Ruth Brummund

Uranische Astrologie

nach dem System von

Ruth Brummund

Ruth Brummund

1956 begann Ruth Brummund, sich mit Astrologie zu beschäftigen. Eine ihrer ersten Lehrerinnen war Edith Wangemann. Recht schnell stieß Ruth Brummund an die Grenzen der Ebertin-Methode und nahm im Oktober 1969 Kontakt mit dem Verein "Astrologische Studiengesellschaft Hamburger Schule e. V." auf.
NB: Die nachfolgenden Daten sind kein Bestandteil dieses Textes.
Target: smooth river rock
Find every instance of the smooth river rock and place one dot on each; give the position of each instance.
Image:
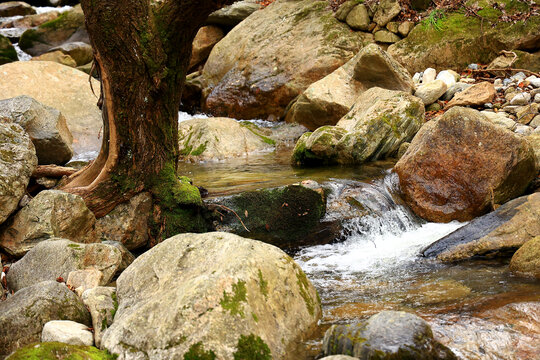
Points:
(23, 315)
(46, 127)
(500, 232)
(60, 87)
(56, 258)
(273, 56)
(52, 213)
(17, 162)
(327, 100)
(215, 294)
(460, 165)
Hier wurde sie von Ludwig Rudolph unterrichtet, der ein direkten Schüler Alfred Wittes war. Sehr schnell erkannte sie, wie überragend dieses System, im Vergleich zu den üblichen astrologischen Systemen, war. Zu diesem Zeitpunkt gab es drei unterschiedliche Auslegungen der Lehre Wittes in der Studiengesellschaft:

 

  • Hermann Lefeldt hatte einige Jahre zuvor die "Methodik I" publiziert. Neben der astrologischen Arbeit, wie Witte sie lehrte, führte er die Deutungen der Planetenstellungen, und deren Spiegelungen, in den Häusern ein.
  • Carl Perch benutzte vorwiegend die so genannten "sensitiven Punkte". Hierbei handelt es sich um rechnerisch festgelegte Positionen im Horoskop. Er legte bis zu fünf Horoskope, mit unterschiedlichen Durchmessern, übereinander um sie nach seinem Schema zu deuten.
  • Ludwig Rudolph referierte bei seinen Vorträgen in klarer Form, wie "Planetenballungen - so genannte "Planeten-Cluster" - wirken. Auch zog er Halbsummen mit in seine Deutungen ein, und kam so zu klaren Aussagen.

 

Ruth Brummund schrieb eine Reihe von Artikeln für die Hamburger Hefte, berechnete die Ephemeriden der Transneptuner, verfasste zahlreiche Bücher und entwickelte das Mandala, basierend auf C. G. Jung, und führte so die charakteristischen Merkmale eines Menschen in die Horoskopdeutung in die Hamburger Schule ein. Für ihre besonderen Verdienste um die Förderung der Astrologie wurde sie mehrfach von der "Astrologischen Studiengesellschaft Hamburger Schule e. V." ausgezeichnet.

 

Ruth Brummund war Ludwig Rudolphs letzte persönliche Schülerin und konnte so von seinen Erfahrungen profitieren, die er in 60 Jahren praktischer astrologischer Tätigkeit gemacht hatte. Immer wieder bestärkte er sie in ihrer Art zu arbeiten. 1993 trennte sie sich vom Verein und setzte die Weiterentwicklung des Witte-Systems fort. Hieraus entstand ihr Buch "Uranische Techniken Hamburger Astrologen" und eine Software, die die bekannte französischen Software-Schmiede Auréas, mit Sitz in Paris, gemeinsam mit ihr entwickelte.